Generally, product or system reliability is assessed based on the MTTR and MTBF.
The MTTR is calculated using the following formula:
MTTR = Fault detection time + Board replacement time + System initialization time + Link recovery time + Route convergence time + Forwarding recovery time
A smaller addend indicates a shorter MTTR and higher device availability.
Availability is calculated using the following formula:
Availability = MTBF/(MTBF + MTTR)
In the telecom industry, 99.999% availability means that service interruptions caused by device failures are less than 5 minutes each year.
On live networks, network faults and service interruptions are inevitable due to various causes. Availability can be improved by decreasing the MTTR.
Reliability requirements at different levels differ in the target and implementation.
Table 1 describes three reliability requirement levels and their targets and implementations.
Level |
Target |
Implementation |
---|---|---|
1 |
Few faults in system software and hardware |
|
2 |
No impact on the system if a fault occurs |
Redundancy design, switchover policy, and switchover success rate improvement |
3 |
Rapid recovery if a fault occurs and affects the system |
Fault detection, diagnosis, isolation, and rectification |
Networking principles for highly reliable IP networks include hierarchical networking, redundancy, and load balancing.
The details are as follows:
Hierarchical networking: A network is divided into three layers: core layer, convergence layer, and edge layer.
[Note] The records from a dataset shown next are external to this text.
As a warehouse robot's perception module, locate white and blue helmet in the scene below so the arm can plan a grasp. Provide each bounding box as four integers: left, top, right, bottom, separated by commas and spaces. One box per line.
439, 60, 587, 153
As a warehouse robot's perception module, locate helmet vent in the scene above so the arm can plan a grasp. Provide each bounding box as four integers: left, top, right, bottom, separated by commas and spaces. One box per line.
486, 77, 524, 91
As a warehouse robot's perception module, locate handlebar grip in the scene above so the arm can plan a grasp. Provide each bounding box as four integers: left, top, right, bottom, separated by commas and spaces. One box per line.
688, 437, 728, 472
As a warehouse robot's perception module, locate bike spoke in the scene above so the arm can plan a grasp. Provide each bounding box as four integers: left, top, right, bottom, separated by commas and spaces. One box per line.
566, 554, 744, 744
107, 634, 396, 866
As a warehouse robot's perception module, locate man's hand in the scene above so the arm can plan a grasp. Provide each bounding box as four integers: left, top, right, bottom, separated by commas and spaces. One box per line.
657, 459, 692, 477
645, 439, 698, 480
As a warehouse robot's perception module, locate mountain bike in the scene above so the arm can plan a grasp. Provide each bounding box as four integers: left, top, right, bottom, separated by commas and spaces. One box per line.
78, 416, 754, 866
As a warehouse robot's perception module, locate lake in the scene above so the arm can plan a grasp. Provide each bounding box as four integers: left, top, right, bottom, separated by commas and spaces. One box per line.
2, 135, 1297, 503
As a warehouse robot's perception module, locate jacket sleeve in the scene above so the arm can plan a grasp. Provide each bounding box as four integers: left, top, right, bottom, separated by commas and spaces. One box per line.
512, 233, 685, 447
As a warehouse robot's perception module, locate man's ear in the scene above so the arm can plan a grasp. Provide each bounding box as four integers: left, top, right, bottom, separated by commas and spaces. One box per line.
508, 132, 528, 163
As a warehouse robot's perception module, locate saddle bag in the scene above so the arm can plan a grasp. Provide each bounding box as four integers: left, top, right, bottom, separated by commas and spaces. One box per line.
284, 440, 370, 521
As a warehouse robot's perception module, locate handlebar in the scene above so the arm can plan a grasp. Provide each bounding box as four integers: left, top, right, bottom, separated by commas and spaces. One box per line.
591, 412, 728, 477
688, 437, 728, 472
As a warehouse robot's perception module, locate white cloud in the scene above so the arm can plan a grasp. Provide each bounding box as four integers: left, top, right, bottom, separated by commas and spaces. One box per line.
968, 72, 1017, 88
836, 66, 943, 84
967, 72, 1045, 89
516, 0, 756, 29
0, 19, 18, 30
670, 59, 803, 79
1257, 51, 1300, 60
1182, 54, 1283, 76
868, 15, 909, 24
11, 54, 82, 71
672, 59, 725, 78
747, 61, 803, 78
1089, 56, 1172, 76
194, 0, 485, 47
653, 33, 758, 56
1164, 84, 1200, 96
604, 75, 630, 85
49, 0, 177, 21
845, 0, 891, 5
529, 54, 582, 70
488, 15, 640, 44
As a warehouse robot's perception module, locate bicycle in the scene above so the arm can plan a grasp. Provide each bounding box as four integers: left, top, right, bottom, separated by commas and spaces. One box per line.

According to service status or prediction, redundancy backup is configured so that a customer edge device is dual-homed to the devices at the convergence layer. The devices at the convergence layer are dual-homed to multiple devices in a single node or different nodes at the upper layer. The devices at the core and convergence layers can be deployed as required. The devices at the core layer are fully or half interconnected. Two devices are reachable to each other using one route at a fast traffic rate, avoiding multi-interconnection.
Multi-interconnection is preferred at the same layer, whereas multi-device is preferred in a single node.
A lower-layer device is dual- or multi-homed to multiple devices in a single node or different nodes.
Adjustments can be made based on the actual traffic volume.